Stroll down the road named for the beginning of the alphabet and find the parking lot reserved for the leaders of the once-Union High School. Find the spot set aside for Leader No. 6. Directly behind is a coupled tree, in the crevice between the two trees, under the leaves, is your box.

"Cycle of Camas"

Continue south to the parking lot furthest from the school, up the hill. Find the entrance to the trail to Camassia Nature Park on the right end of the chain link fence. Continue down the path until you reach the wetland pond on your right. The trail branches right there but you want to continue straight. Keep going as the path descends towards I-205 (watch little ones here, there's a drop off). Crawl over the mossy log crossing the path and walk to the spot where the trees end and grass begins. The last cluster of trees on the right is covered in ivy, peek around the freeway side of the cluster and look deep into the opening where the trunks meet. You might have to remove some dead leaves to find it.

Letterboxing is a good way to get outside while adhering to social distancing guidelines.

What you need to start

A blank notebook, stamp ink or water soluble markers and a rubber stamp. The more ambitious and artistic can easily create their own with carving tools and stamp blanks available in hobby/art stores — or you just buy a pre-made stamp.

Pick a "trail name." This will be the nickname your family or you will use to sign logbooks or leave clues if you hide your own box. Not necessary but fun.

Go to or and put the name of your community, or where you are going, in the box search area. Print out clues to a nearby box. Check to see if the clues use compass points, you will need an orienteering compass for this. Don't worry, they are easy to use. Many boxes don't require them, however.

Rules to remember

Try to be stealthy when you find a box. Carry it away from the spot you found it a bit to do your stamping. Letterboxers try to keep "muggles" (non-letterboxers) from observing their activities and possibly vandalizing the boxes.

Don't disturb monuments or delicate plants as you search for boxes. Keep an eye out for local dangers such as poison ivy or snakes.

Re-hide the boxes well.

Don't get discouraged if you don't find a box. Sometimes they go missing or the clues were poorly written.


Catch point: Usually something that, when reached, tells you something about your location. For instance, a letterboxing clue that says to look for a tree on the right, but if you've reached a footbridge, you've gone too far.

Drive-by box: A drive-by letterbox requires little or no walking and shouldn't take more than a few minutes to nab. Usually located in or near parking lots. These types of boxes usually aren't favorites, but their accessibility often makes them popular finds.

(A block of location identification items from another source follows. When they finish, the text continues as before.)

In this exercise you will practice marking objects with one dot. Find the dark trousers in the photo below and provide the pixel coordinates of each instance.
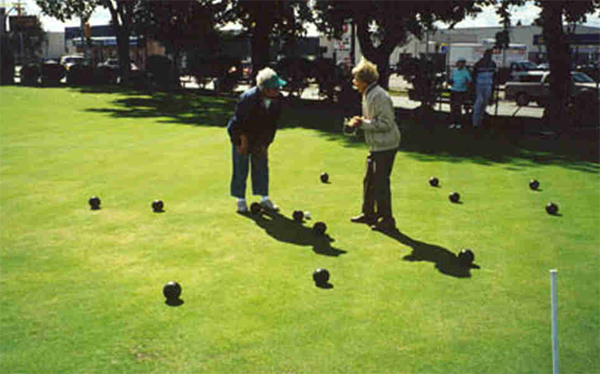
(258, 165)
(457, 101)
(377, 194)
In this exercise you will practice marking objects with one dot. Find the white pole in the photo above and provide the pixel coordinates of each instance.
(553, 274)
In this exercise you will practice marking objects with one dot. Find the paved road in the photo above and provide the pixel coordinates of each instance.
(505, 108)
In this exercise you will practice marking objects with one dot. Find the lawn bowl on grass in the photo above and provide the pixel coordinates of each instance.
(94, 202)
(534, 184)
(321, 277)
(298, 215)
(319, 228)
(552, 208)
(466, 257)
(454, 197)
(256, 208)
(158, 206)
(172, 291)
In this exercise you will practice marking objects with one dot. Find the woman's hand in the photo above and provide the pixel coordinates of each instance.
(243, 147)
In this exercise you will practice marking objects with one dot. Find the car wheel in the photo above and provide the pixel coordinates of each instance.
(522, 99)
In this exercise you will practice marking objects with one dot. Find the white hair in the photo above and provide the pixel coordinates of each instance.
(263, 76)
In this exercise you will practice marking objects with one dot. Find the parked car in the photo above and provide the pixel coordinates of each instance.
(544, 66)
(68, 61)
(113, 63)
(536, 87)
(519, 68)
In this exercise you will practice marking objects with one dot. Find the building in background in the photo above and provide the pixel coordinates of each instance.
(438, 41)
(103, 45)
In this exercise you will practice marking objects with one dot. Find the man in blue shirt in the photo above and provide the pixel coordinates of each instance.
(251, 130)
(485, 71)
(461, 79)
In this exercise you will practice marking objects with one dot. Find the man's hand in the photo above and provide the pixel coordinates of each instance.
(355, 122)
(243, 147)
(262, 151)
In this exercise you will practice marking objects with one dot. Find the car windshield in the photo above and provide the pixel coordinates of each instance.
(73, 59)
(528, 65)
(579, 77)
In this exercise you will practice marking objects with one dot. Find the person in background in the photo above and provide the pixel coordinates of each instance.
(251, 130)
(383, 138)
(460, 79)
(485, 72)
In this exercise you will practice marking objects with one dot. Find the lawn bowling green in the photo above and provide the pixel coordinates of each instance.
(82, 289)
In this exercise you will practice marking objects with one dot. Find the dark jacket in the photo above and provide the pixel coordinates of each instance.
(252, 119)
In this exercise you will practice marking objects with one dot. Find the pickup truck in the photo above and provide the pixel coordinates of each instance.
(535, 86)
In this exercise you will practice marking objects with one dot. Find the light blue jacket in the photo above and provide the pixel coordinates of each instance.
(379, 125)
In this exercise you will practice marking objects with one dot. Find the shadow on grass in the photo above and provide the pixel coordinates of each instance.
(174, 302)
(186, 107)
(287, 230)
(445, 261)
(518, 141)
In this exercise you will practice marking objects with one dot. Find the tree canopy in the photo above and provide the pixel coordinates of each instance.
(382, 25)
(554, 13)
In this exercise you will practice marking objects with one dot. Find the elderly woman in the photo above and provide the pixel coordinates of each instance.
(251, 130)
(383, 138)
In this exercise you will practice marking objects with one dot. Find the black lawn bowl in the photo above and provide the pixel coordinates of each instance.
(466, 257)
(158, 206)
(319, 228)
(321, 277)
(94, 202)
(298, 215)
(255, 208)
(454, 197)
(172, 291)
(552, 208)
(534, 184)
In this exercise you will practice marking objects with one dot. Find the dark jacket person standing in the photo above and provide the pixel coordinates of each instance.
(383, 138)
(252, 130)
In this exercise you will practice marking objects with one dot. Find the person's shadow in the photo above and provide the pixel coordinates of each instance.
(445, 261)
(287, 230)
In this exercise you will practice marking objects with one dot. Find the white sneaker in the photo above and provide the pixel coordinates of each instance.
(268, 204)
(242, 206)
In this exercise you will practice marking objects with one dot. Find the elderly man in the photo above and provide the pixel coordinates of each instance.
(460, 80)
(485, 74)
(383, 138)
(251, 130)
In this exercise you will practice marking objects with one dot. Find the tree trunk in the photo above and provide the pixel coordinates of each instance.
(261, 43)
(379, 55)
(123, 51)
(559, 58)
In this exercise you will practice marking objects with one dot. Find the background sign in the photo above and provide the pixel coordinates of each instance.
(22, 23)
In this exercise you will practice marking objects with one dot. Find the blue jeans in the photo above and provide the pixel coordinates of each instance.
(484, 93)
(260, 173)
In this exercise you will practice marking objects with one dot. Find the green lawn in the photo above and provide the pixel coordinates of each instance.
(82, 289)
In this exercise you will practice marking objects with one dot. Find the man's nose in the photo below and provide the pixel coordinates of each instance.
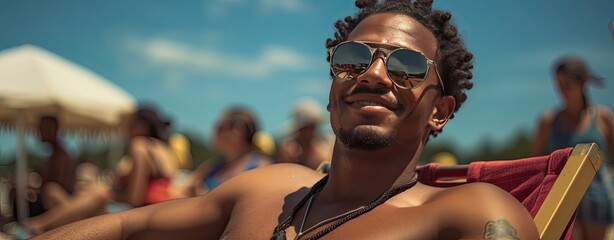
(376, 75)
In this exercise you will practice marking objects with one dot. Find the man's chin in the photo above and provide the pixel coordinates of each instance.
(365, 137)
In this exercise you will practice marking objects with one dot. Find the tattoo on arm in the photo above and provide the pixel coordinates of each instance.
(499, 229)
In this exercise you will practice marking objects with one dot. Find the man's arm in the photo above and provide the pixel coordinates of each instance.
(484, 211)
(202, 217)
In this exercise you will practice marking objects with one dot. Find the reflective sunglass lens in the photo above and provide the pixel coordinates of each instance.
(407, 68)
(350, 60)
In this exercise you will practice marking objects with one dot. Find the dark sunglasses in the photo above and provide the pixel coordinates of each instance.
(406, 68)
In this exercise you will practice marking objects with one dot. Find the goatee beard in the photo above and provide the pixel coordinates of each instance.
(365, 140)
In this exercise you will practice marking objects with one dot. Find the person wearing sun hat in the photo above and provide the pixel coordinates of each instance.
(580, 121)
(303, 144)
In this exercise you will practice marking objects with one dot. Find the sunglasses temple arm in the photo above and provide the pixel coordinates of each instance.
(443, 89)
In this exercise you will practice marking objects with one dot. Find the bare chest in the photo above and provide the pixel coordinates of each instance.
(384, 222)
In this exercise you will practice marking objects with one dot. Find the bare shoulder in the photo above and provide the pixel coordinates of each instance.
(604, 113)
(273, 177)
(482, 210)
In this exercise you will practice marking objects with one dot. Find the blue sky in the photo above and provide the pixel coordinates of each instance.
(195, 58)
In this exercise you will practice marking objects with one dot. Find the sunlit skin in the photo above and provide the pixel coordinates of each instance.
(576, 116)
(250, 205)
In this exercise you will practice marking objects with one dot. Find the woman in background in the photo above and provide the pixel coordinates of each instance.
(234, 140)
(577, 121)
(142, 178)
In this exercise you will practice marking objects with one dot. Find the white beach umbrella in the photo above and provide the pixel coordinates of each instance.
(35, 82)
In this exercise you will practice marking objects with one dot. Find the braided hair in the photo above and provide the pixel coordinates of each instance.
(454, 60)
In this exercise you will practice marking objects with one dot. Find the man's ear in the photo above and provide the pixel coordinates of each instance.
(443, 108)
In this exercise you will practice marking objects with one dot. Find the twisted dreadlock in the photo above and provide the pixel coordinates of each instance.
(454, 60)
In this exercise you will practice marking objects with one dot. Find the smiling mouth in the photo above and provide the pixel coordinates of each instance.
(368, 103)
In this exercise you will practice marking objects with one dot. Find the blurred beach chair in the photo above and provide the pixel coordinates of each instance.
(550, 186)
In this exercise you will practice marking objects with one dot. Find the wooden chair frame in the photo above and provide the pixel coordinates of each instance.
(554, 218)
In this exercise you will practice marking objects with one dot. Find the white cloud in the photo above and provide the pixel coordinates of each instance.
(284, 5)
(223, 8)
(171, 55)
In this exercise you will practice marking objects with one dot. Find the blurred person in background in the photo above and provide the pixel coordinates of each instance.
(304, 144)
(579, 121)
(387, 97)
(142, 177)
(57, 172)
(234, 139)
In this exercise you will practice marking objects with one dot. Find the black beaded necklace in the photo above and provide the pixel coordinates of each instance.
(279, 233)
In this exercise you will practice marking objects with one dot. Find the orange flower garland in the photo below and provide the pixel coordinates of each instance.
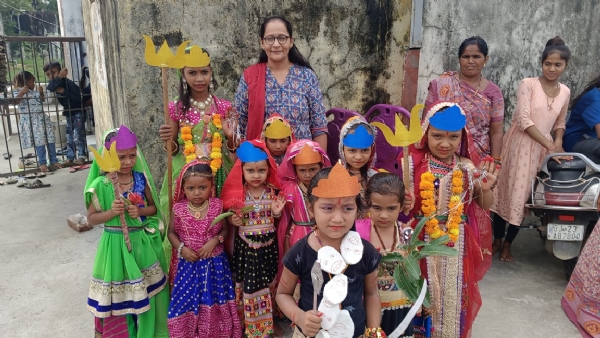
(455, 207)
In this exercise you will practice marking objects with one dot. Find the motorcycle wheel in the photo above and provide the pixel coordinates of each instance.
(569, 266)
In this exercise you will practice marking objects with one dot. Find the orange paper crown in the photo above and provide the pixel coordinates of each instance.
(338, 184)
(307, 155)
(277, 129)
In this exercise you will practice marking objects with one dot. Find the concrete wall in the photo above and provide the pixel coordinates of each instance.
(516, 32)
(357, 49)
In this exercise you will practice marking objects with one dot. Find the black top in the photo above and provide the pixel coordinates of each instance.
(300, 259)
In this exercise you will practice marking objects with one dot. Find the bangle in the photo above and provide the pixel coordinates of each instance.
(179, 250)
(374, 332)
(176, 146)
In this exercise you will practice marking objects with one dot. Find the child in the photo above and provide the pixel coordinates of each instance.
(536, 130)
(277, 134)
(68, 95)
(203, 298)
(444, 184)
(357, 148)
(349, 304)
(35, 127)
(385, 199)
(128, 291)
(253, 182)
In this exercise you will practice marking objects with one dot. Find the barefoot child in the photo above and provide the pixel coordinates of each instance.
(127, 293)
(385, 199)
(253, 180)
(203, 297)
(349, 303)
(277, 135)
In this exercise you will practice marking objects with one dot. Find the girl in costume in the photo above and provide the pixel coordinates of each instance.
(357, 148)
(203, 297)
(536, 130)
(253, 182)
(197, 126)
(385, 199)
(128, 293)
(348, 304)
(446, 184)
(277, 134)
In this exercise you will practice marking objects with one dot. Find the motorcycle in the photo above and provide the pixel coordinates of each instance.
(565, 197)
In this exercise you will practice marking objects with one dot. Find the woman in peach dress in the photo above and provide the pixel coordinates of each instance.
(542, 104)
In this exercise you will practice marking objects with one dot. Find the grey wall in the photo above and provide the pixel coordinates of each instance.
(357, 49)
(516, 32)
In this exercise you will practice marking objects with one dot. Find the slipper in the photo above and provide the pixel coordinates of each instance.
(36, 184)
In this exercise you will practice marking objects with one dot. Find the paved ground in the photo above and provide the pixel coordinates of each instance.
(45, 271)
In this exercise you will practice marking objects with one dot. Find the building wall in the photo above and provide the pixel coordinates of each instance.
(356, 48)
(516, 32)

Hitchhiker: A letterbox without a home. A hitchhiker is hidden with another letterbox, and the person that finds it is expected to take the hitchhiker to another letterbox

Huffing: When inking a complex stamp with multiple colors, sometimes the first colors you inked will dry out before you finish with the last colors. To help get a better impression, letterboxes will blow a thick, moist breath of air onto the stamp to help moisten it again before stamping.